La phrase flotte dans la salle bercée par la nuit
Quelques minutes plus tard, l’avocat général, Clémence Perreau, revient sur le déroulé des gestes cette nuit-là, l’accusée semble craquer, envahie quelques secondes, puis se ressaisit. Sur les suites : « En fait, cette histoire, je la nourris dans ma tête, on me dit ‘t’es pas capable de faire ça’, alors... » La présidente reprend les éléments de vie exposés par les différents témoins aujourd’hui. L’accusée parle d’elle, calmement, mais cette phrase… Son suicide n’était pas possible parce que ça, « ça fait trop de mal à ceux qui restent », la phrase subsiste, elle est là, elle flotte dans la salle bercée par la nuit, le grésillement des néons, et la voix de l’accusée qui raconte sa vie.
Ça ressemble à la vie, mais c’est un simulacre
Cette phrase signe à la fois ses carences et son souci de paraître humainement investie (conforme à ce qui est convenable), mais un souci plaqué, comme les photos et les décorations sur les murs et la porte de la chambre du petit, « qui semblent plaquées » disait la présidente : ça ressemble à la vie, mais c’est un simulacre.
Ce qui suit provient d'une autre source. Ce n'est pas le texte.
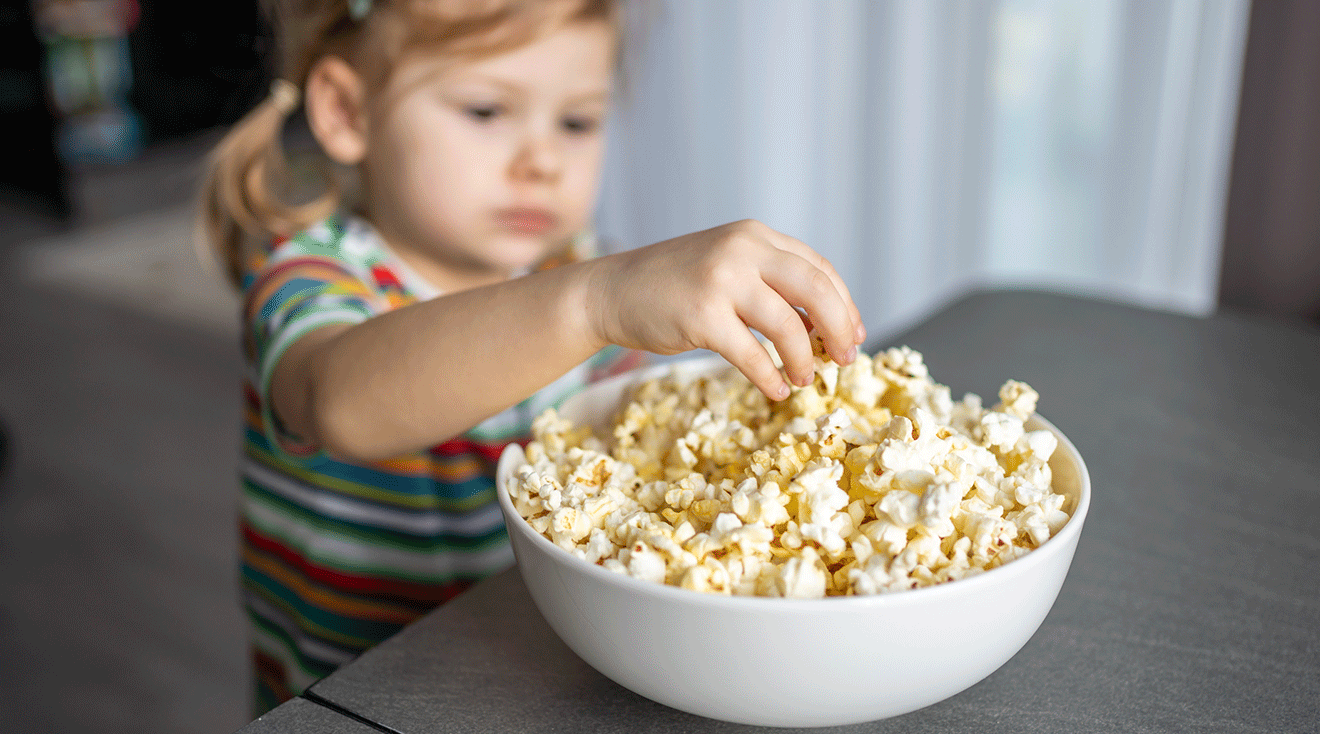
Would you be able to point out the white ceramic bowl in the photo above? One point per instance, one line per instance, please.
(776, 662)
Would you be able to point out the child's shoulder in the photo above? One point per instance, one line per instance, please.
(341, 239)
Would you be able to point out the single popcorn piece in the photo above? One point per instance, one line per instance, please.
(871, 479)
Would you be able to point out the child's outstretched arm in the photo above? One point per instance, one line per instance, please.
(416, 376)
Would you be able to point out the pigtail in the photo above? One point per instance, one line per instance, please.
(246, 178)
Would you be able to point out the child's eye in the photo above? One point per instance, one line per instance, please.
(580, 126)
(483, 112)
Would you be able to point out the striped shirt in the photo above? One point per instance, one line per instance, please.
(338, 556)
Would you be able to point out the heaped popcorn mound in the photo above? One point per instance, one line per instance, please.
(871, 479)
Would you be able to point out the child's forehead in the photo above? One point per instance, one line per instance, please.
(576, 60)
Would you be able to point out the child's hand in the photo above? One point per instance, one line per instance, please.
(708, 289)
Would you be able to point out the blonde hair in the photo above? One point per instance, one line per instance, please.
(244, 190)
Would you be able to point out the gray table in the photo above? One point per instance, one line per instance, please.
(1192, 603)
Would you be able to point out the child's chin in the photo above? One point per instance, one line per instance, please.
(519, 256)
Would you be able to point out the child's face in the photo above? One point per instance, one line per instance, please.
(485, 168)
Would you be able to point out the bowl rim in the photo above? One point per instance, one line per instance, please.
(1052, 547)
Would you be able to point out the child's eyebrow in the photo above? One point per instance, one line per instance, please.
(520, 90)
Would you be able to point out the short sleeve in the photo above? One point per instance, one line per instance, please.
(285, 301)
(614, 361)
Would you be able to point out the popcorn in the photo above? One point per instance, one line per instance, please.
(871, 479)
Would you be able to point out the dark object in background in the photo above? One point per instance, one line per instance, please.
(1271, 238)
(193, 67)
(32, 173)
(198, 66)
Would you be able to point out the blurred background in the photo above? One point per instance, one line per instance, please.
(1163, 153)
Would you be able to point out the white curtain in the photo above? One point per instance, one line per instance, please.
(929, 148)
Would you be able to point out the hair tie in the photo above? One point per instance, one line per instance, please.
(358, 9)
(284, 95)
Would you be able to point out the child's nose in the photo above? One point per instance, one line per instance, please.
(537, 159)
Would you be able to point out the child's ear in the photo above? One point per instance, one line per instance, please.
(335, 107)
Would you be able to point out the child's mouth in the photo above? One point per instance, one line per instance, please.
(526, 221)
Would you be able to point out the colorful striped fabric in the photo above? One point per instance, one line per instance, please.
(337, 556)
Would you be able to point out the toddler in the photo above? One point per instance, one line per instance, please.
(397, 339)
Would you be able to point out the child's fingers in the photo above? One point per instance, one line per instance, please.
(819, 260)
(801, 284)
(768, 313)
(743, 351)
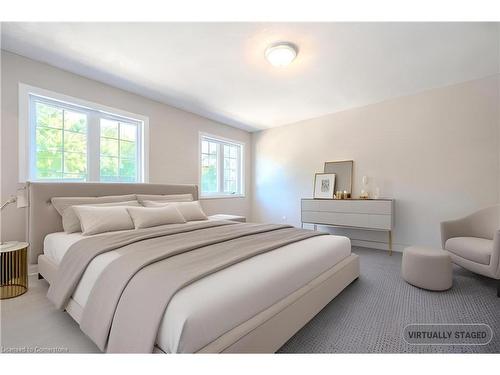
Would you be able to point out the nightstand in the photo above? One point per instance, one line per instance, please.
(241, 219)
(14, 266)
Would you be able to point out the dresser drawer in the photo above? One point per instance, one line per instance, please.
(367, 221)
(381, 207)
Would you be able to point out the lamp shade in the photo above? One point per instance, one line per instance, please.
(22, 197)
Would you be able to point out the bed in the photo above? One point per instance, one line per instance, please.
(255, 305)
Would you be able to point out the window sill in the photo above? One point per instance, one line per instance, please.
(207, 197)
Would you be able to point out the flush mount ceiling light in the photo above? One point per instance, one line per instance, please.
(281, 54)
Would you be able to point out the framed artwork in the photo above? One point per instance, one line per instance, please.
(324, 185)
(343, 171)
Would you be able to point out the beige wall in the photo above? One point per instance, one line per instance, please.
(436, 153)
(173, 133)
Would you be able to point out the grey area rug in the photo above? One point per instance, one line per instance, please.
(369, 315)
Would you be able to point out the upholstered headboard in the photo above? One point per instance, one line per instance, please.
(44, 219)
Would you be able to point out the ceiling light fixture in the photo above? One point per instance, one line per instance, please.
(281, 54)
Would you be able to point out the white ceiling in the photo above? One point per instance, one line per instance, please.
(218, 70)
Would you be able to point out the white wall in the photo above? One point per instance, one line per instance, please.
(436, 153)
(173, 134)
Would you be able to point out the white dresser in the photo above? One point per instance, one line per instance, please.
(367, 214)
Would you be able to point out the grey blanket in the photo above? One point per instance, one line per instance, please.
(128, 301)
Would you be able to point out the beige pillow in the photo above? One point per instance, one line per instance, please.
(70, 221)
(96, 220)
(190, 210)
(145, 217)
(165, 198)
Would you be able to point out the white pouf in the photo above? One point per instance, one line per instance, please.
(427, 268)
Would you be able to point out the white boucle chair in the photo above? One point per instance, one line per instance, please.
(473, 242)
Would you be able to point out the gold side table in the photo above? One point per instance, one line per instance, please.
(14, 269)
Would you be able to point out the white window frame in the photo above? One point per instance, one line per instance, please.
(27, 133)
(220, 167)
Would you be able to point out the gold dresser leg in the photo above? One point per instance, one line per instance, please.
(390, 243)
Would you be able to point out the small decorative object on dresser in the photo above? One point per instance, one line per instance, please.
(14, 266)
(324, 185)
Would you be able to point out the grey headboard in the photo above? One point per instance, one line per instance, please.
(44, 219)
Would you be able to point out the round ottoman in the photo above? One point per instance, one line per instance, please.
(427, 268)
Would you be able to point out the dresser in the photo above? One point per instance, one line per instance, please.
(366, 214)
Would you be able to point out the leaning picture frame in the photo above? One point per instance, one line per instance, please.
(343, 171)
(324, 185)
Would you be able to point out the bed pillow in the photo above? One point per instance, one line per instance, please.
(145, 217)
(165, 198)
(70, 221)
(191, 211)
(96, 219)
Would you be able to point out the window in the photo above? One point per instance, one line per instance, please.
(65, 139)
(221, 171)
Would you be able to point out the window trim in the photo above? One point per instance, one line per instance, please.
(242, 173)
(26, 139)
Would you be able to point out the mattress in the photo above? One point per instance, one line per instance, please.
(208, 308)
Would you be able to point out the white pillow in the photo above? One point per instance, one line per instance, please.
(103, 219)
(70, 221)
(145, 217)
(190, 210)
(165, 198)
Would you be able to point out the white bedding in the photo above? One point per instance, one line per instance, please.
(206, 309)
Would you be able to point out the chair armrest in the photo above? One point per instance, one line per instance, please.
(495, 255)
(454, 228)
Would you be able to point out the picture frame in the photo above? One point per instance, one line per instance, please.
(324, 185)
(343, 171)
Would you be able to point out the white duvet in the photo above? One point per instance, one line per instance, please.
(208, 308)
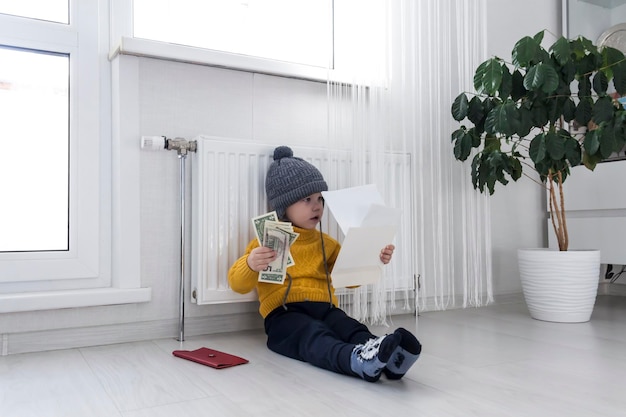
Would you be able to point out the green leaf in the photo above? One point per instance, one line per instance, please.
(584, 86)
(537, 150)
(525, 121)
(584, 111)
(460, 107)
(525, 51)
(619, 78)
(540, 114)
(603, 110)
(569, 109)
(541, 77)
(600, 83)
(561, 51)
(476, 111)
(488, 77)
(503, 118)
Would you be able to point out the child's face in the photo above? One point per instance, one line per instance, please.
(306, 213)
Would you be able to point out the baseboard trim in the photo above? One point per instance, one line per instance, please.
(45, 340)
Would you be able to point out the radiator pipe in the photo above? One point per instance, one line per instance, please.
(183, 147)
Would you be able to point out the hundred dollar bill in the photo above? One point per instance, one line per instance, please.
(277, 240)
(259, 222)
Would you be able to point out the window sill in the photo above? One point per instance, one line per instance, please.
(49, 300)
(208, 57)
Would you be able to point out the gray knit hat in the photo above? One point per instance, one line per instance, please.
(290, 179)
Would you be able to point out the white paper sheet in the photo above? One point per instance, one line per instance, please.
(351, 205)
(368, 226)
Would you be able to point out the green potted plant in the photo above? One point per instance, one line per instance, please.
(520, 118)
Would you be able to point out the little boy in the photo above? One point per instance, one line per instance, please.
(302, 320)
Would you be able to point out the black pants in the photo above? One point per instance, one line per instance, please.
(316, 333)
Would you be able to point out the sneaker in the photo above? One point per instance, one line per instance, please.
(404, 356)
(369, 359)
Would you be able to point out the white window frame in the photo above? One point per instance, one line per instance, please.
(123, 43)
(101, 266)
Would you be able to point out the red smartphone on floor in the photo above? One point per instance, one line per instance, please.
(210, 357)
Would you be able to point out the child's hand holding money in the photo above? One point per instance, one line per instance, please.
(259, 258)
(386, 254)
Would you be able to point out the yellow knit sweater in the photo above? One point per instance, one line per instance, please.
(308, 274)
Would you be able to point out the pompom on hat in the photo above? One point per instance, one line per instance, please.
(290, 179)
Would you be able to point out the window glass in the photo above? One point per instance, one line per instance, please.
(52, 10)
(34, 136)
(298, 31)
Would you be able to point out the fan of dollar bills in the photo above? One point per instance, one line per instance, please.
(278, 236)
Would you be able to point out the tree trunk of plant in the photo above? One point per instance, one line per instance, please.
(557, 209)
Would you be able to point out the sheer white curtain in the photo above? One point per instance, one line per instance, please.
(400, 63)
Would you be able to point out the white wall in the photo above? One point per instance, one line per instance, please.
(518, 210)
(176, 99)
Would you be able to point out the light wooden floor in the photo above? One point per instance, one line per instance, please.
(491, 361)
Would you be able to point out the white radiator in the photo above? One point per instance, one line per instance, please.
(228, 190)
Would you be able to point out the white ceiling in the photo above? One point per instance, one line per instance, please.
(609, 4)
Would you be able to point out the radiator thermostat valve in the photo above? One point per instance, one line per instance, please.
(153, 143)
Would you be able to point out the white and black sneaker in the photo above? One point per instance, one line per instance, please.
(369, 359)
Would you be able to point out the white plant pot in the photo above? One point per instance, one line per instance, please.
(559, 286)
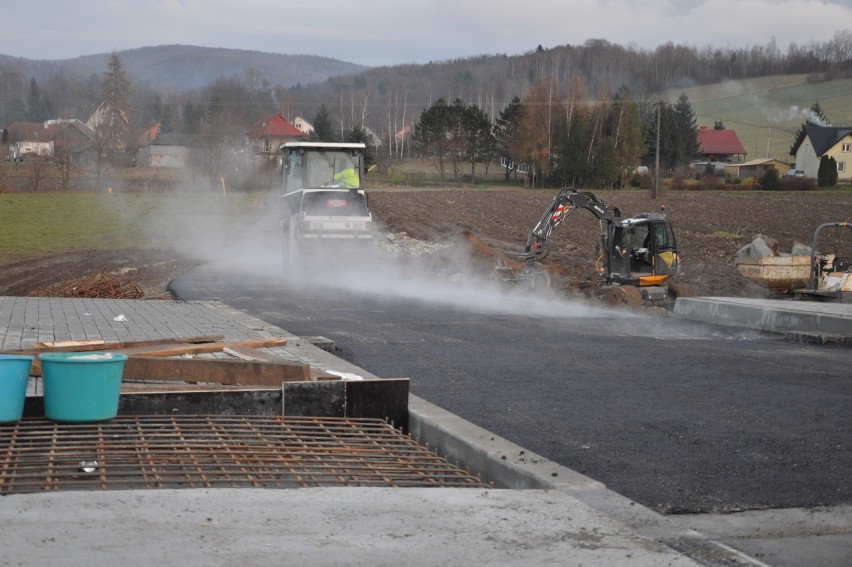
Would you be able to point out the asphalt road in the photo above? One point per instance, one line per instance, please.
(678, 416)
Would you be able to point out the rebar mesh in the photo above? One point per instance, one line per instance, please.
(134, 452)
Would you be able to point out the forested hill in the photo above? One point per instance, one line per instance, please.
(185, 67)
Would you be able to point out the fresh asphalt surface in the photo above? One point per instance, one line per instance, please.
(678, 416)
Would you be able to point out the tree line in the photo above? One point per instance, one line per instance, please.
(574, 113)
(560, 135)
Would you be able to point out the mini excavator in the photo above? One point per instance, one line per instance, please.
(638, 251)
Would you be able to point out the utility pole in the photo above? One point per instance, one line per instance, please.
(656, 190)
(768, 135)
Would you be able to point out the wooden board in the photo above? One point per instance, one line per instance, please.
(216, 371)
(99, 344)
(166, 350)
(219, 346)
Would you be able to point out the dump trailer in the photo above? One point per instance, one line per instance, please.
(325, 218)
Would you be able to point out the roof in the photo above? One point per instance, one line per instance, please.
(823, 138)
(325, 145)
(28, 132)
(66, 134)
(759, 161)
(273, 125)
(719, 142)
(173, 139)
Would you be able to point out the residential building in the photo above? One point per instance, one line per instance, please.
(303, 125)
(817, 141)
(719, 146)
(166, 150)
(756, 168)
(267, 134)
(47, 140)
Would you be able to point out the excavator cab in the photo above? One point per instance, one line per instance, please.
(640, 251)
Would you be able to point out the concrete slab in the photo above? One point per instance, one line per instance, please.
(333, 526)
(561, 518)
(772, 315)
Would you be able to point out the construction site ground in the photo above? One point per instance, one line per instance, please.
(363, 526)
(493, 224)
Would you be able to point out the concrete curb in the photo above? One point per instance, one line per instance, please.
(771, 315)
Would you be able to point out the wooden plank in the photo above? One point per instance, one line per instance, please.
(215, 371)
(150, 388)
(180, 350)
(102, 345)
(69, 344)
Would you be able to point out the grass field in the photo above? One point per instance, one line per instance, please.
(36, 225)
(767, 112)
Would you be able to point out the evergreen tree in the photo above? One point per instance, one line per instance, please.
(815, 117)
(323, 126)
(603, 170)
(113, 126)
(770, 181)
(506, 131)
(431, 134)
(479, 140)
(359, 136)
(687, 131)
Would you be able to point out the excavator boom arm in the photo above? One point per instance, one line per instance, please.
(563, 205)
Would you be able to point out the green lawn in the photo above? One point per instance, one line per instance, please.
(35, 225)
(766, 112)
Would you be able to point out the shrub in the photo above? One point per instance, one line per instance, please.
(770, 180)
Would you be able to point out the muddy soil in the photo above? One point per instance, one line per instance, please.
(493, 224)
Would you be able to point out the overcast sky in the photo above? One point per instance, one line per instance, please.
(389, 32)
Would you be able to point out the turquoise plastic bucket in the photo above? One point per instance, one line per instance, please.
(14, 374)
(81, 386)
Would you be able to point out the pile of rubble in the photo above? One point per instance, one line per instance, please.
(100, 284)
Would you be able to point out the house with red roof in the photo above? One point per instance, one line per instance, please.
(719, 145)
(267, 134)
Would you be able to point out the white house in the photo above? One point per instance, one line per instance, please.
(818, 141)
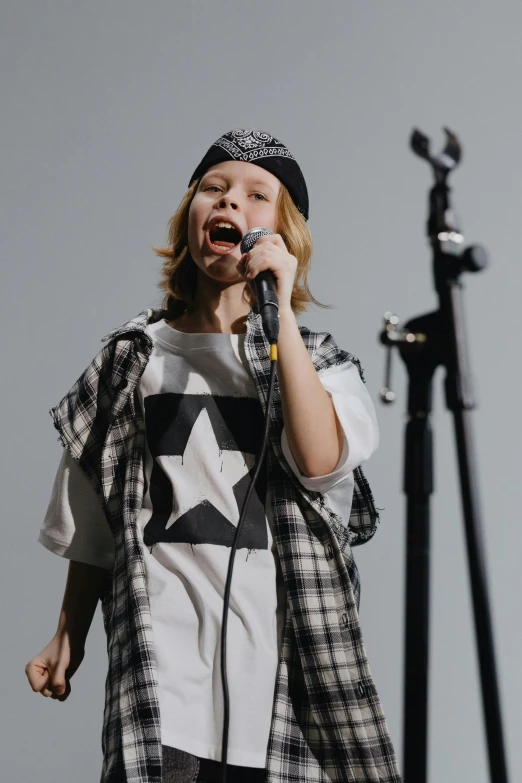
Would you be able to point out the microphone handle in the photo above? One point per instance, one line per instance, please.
(265, 290)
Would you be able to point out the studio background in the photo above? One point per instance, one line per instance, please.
(106, 110)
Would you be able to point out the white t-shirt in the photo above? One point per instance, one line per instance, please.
(204, 426)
Cette phrase contient toutes les expertises psy versées à la procédure, cette phrase raconte comment son moi social (ne pas se suicider parce que ça fait trop de mal aux autres) est « complétement opposé », disait madame Laurent hier, à son moi intime (j’ai assassiné mon petit). Bien sûr, c’est son moment, le moment du procès pendant lequel elle se raconte et n’est plus ramenée à n’être qu’une criminelle. D’ailleurs elle n’est pas réductible à cela, mais elle est jugée pour cela. Alors vient obstinément se superposer à cette phrase incroyable, et comme pour empêcher son oubli, le corps du petit, cet enfant sacrifié.